Over the past month, the PANA committee has already travelled to London and Malta, with a planned visit to the United States still to come at the end of March.
The contingent is due to meet with the Finance Minister and Justice Minister of Luxembourg as well as the Duchy’s Finance Committee, Chamber of Deputies, journalists, lawyers plus representatives from HSBC Luxembourg and PricewaterhouseCoopers.
The Director-General of the country’s Financial Sector Surveillance Commission is also due to be present – but not the rest of the ‘Big Four’ accountancy firms (Ernst&Young, Deloitte and KPMG) or other major banks in Luxembourg, prominent tax advisors and lawyers.
Representing GUE/NGL will be Miguel Urbán and speaking ahead of the trip, he said:
“The Commission presents itself as leading the fight against tax havens and tax avoidance – and all the while tolerates Luxembourg remaining a tax haven along with others.”
“The biggest companies in Europe are declaring their profits in countries like Luxembourg, Ireland and the Netherlands in order to ensure the lowest tax rate possible.
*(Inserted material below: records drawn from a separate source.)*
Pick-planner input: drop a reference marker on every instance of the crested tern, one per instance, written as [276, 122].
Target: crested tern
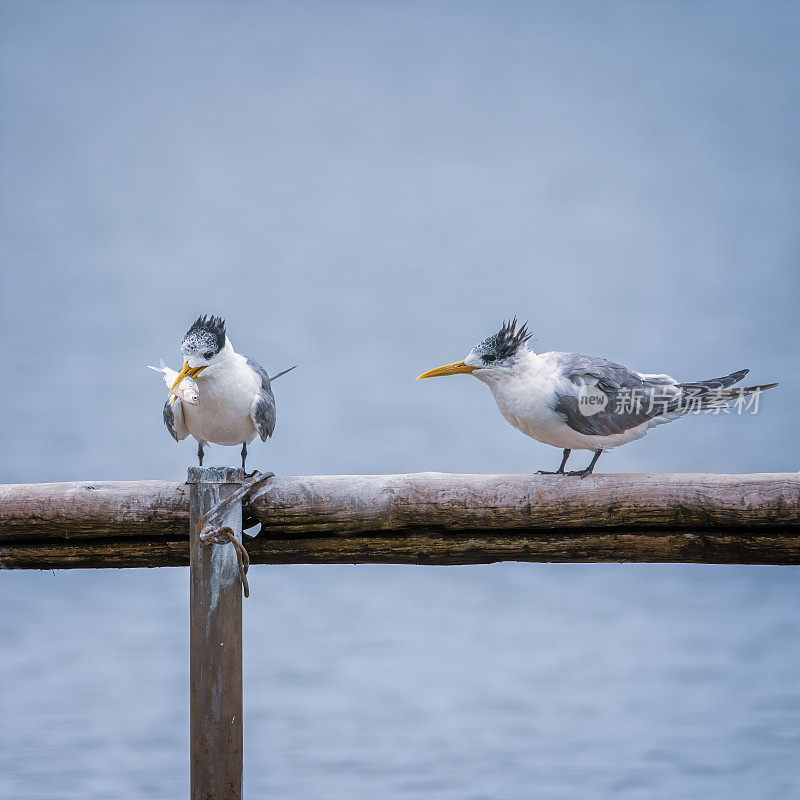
[234, 396]
[578, 402]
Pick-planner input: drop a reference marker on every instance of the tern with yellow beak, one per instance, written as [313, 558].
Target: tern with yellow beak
[234, 396]
[583, 402]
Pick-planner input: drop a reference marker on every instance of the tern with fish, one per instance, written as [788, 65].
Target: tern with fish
[234, 396]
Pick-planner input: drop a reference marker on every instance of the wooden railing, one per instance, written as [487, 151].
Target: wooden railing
[425, 518]
[412, 519]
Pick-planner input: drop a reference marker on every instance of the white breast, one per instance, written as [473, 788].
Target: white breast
[226, 394]
[527, 399]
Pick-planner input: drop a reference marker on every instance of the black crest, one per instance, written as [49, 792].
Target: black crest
[504, 343]
[212, 328]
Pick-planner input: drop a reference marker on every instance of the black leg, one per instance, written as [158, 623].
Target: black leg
[588, 471]
[560, 470]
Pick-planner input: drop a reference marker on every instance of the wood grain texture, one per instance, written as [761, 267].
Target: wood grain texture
[426, 518]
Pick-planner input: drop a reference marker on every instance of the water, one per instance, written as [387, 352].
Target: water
[367, 190]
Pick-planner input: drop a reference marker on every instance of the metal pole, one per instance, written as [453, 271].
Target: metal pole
[215, 643]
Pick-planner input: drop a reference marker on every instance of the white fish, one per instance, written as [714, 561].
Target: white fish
[186, 390]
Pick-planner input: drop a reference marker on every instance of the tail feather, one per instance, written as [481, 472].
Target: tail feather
[710, 384]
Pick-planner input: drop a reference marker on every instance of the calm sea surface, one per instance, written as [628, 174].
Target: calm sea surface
[367, 190]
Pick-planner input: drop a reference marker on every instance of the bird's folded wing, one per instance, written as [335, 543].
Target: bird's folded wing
[631, 398]
[173, 419]
[262, 411]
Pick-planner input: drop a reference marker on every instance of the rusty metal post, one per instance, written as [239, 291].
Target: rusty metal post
[215, 643]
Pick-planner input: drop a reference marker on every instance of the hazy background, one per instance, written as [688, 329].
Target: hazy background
[367, 190]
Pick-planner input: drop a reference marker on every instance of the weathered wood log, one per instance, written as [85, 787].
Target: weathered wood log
[427, 518]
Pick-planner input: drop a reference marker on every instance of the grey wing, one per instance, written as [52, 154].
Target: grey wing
[173, 419]
[262, 411]
[626, 399]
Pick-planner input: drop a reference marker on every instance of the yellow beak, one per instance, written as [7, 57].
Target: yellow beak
[448, 369]
[192, 372]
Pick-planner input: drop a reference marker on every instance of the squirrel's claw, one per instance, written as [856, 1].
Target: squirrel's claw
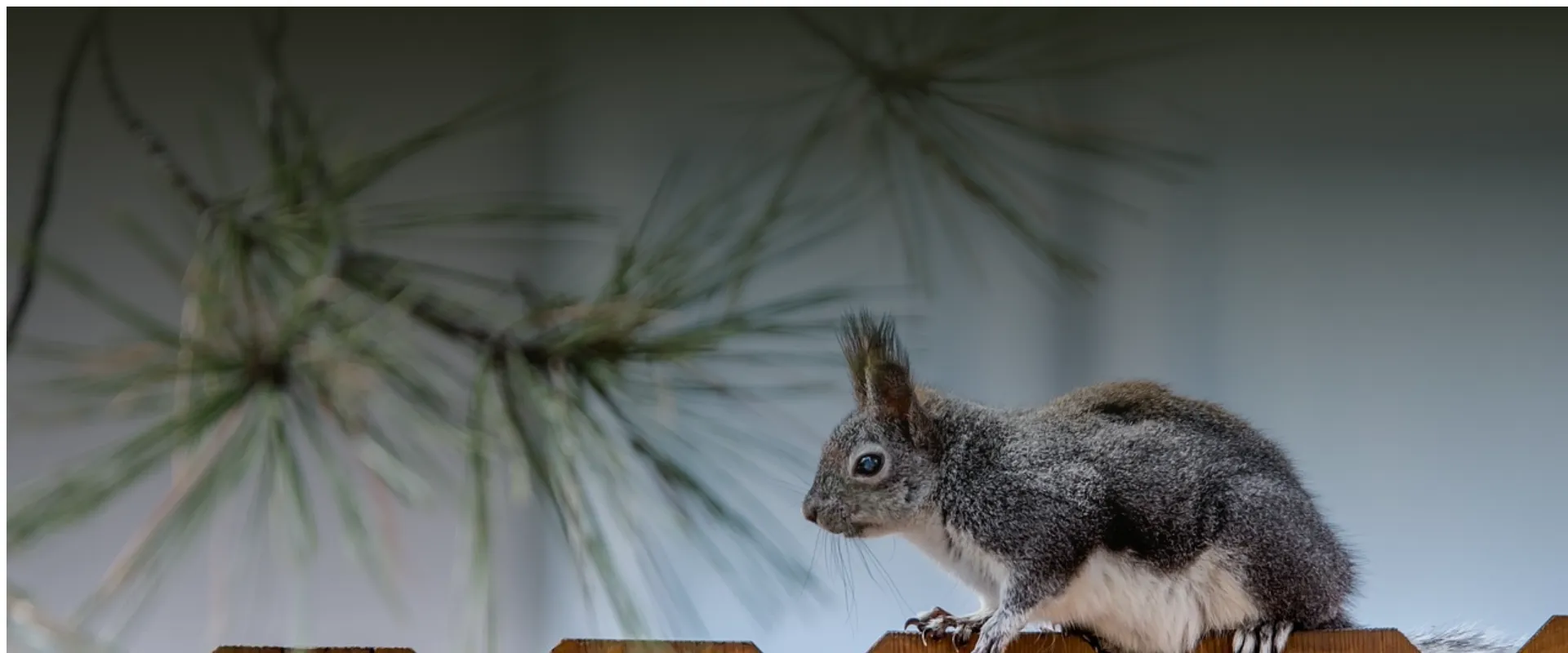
[938, 624]
[1263, 637]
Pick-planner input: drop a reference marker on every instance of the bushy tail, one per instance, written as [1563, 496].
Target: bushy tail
[1465, 639]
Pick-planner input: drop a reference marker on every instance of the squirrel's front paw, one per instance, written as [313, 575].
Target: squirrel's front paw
[1263, 637]
[935, 624]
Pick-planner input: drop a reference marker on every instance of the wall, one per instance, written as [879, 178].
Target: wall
[1371, 271]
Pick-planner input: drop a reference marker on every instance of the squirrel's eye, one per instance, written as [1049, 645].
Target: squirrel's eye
[867, 464]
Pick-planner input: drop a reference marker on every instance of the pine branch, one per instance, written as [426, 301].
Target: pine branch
[154, 143]
[49, 171]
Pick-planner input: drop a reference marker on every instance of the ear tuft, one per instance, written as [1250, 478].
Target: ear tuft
[879, 365]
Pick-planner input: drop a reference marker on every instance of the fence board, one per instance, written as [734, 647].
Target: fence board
[637, 646]
[1552, 637]
[1356, 641]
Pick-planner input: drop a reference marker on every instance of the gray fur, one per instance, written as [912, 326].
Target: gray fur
[1128, 470]
[1465, 639]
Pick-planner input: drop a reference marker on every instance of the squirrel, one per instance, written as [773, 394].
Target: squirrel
[1123, 514]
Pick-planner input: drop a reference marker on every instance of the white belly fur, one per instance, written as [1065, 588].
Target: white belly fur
[1147, 611]
[1125, 602]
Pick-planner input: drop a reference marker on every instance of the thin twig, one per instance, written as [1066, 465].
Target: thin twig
[151, 140]
[44, 196]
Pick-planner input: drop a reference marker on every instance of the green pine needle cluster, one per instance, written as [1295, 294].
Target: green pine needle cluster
[311, 361]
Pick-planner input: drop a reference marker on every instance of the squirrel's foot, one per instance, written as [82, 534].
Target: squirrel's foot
[937, 624]
[1261, 637]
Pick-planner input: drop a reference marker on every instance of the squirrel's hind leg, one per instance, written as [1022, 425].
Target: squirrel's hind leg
[1089, 637]
[1261, 637]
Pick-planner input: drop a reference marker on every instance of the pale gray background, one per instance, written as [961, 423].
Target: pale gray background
[1372, 273]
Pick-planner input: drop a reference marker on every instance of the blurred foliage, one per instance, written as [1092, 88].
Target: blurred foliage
[303, 345]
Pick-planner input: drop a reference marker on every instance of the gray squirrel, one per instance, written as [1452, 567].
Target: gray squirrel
[1123, 514]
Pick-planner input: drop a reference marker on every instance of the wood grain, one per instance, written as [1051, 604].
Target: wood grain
[1356, 641]
[644, 646]
[1552, 637]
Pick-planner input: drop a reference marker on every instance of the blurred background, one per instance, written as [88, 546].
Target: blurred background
[1355, 240]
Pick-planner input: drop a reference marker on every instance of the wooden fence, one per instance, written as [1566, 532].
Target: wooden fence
[1551, 637]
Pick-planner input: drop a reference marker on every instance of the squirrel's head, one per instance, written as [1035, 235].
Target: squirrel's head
[880, 464]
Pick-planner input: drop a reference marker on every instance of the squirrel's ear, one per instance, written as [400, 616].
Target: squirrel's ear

This is one of the main obstacles against a fairer and more egalitarian Europe.”
“On this delegation, we aim to interrogate some of the main actors responsible of this huge, democratic fraud, and to raise awareness of this ongoing scandal,” said the Spanish MEP.
GUE/NGL Vice-Chair in PANA committee Fabio De Masi added:
“Luxembourg is amongst the prime EU tax havens and also a central player in the global letterbox company business.”
“The European Parliament is making a fool of itself if it doesn't re-send invites to all those key witnesses to come to Brussels after refusing to talk to our committee this time in Luxembourg.”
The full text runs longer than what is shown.